How to synthesize Acynonapyr?
Description
Nippon Soda announced Acynonapyr as a new acaricide 2017, developed under the code NA-89. It is effective against spider mites, such as Tetranychus urticae (two-spotted spider mite) and Panonychus ulmi (European red mite), in vegetables, tea, and citrus fruits. Recently, it has been reported that acynonapyr acts on glutamate receptors and disrupts neurotransmission.
Synthesis method
Method 1
The synthesis of acynonapyr starts with the construction of its azabicyclo[3.3.1]nonane core, which is achieved by the Robinson-Schoppf reaction of 1,3-acetone dicarboxylic acid (178), glutaraldehyde, and benzylamine. The resulting bridged bicyclic 179 is converted into 180 by ketone reduction and transforming the newly formed alcohol with 1-fluoro-2-propoxy-4-(trifluoromethyl)benzene. The reductive removal of the benzyl group and reaction with acrylonitrile leads to the intermediate 182. Under oxidative conditions, the ring nitrogen is oxygenated to 183, leading to the loss of propionitrile to the N-hydroxy derivative 184. Finally, the conversion of this hydroxy group with 2-chloro- 5-(trifluoromethyl)pyridine delivers acynonapyr[1].
Method 2
The synthetic route to acynonapyr via N-hydroxylation of an NH-free azabicycle is shown below. Bicyclic ketone 2 was obtained by the Mannich reaction using glutaraldehyde, 3-oxopentanedioic acid, and benzylamine, and the subsequent ketone reduction gave 3-endo-ol 3 stereoselectively. O-arylated azabicycle 5 was obtained by coupling 3 with fluorobenzene 4, and debenzylation of 5 gave NH-free azabicycle 6. Cyanoethylamine 7 was obtained by reacting 6 with acrylonitrile, and oxidation of 7 gave hydroxylamine 8. Finally, coupling of 8 with chloropyridine 9 provided Acynonapyr.
Method 3
Another synthetic route to acynonapyr via oxidation of azabicycle 10 is shown below. To a solution of 6, ·HCl salt (15.0 g, 39.6 mmol) in CH3CN (120 mL) was added chloropyridine 9 (21.50 g, 0.118 mol) and K2CO3 (21.9 g, 0.16 mol). The mixture was then heated under reflux and stirred overnight. After cooling, it was worked up as in procedure A. The residue was purified by silica gel chromatography (hexane/AcOEt, 98/2) to give azabicycle 10 (2.43 g, 13%): viscous oil.

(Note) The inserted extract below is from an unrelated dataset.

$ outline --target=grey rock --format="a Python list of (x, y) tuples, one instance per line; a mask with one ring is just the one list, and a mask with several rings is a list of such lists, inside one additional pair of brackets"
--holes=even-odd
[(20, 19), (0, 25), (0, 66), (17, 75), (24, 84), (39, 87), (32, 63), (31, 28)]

To a solution of azabicycle, 10 (1.00 g, 2 mmol) in CH2Cl2 (10 mL) was added m-CPBA (ca.65% purity, 0.81 g, 3 mmol) at room temperature. The mixture was then stirred overnight and diluted with AcOEt. The organic phase was washed with saturated Na2S2O4 aq., NaHCO3 aq., and water and dried over MgSO4. The solvent was removed under reduced pressure, and the residue was purified by silica gel chromatography (hexane/AcOEt, 98/2 → 95/5) to give acynonapyr (0.37 g, 37%)[2].
References
[1] Stephane Jeanmart . “Synthetic approaches to the 2015–2018 new agrochemicals.” Bioorganic & Medicinal Chemistry 39 (2021): Article 116162.
[2] Hamamoto, Isami et al. “Discovery of a novel acaricide, acynonapyr.” Journal of Pesticide Science 33 1 (2023): 0.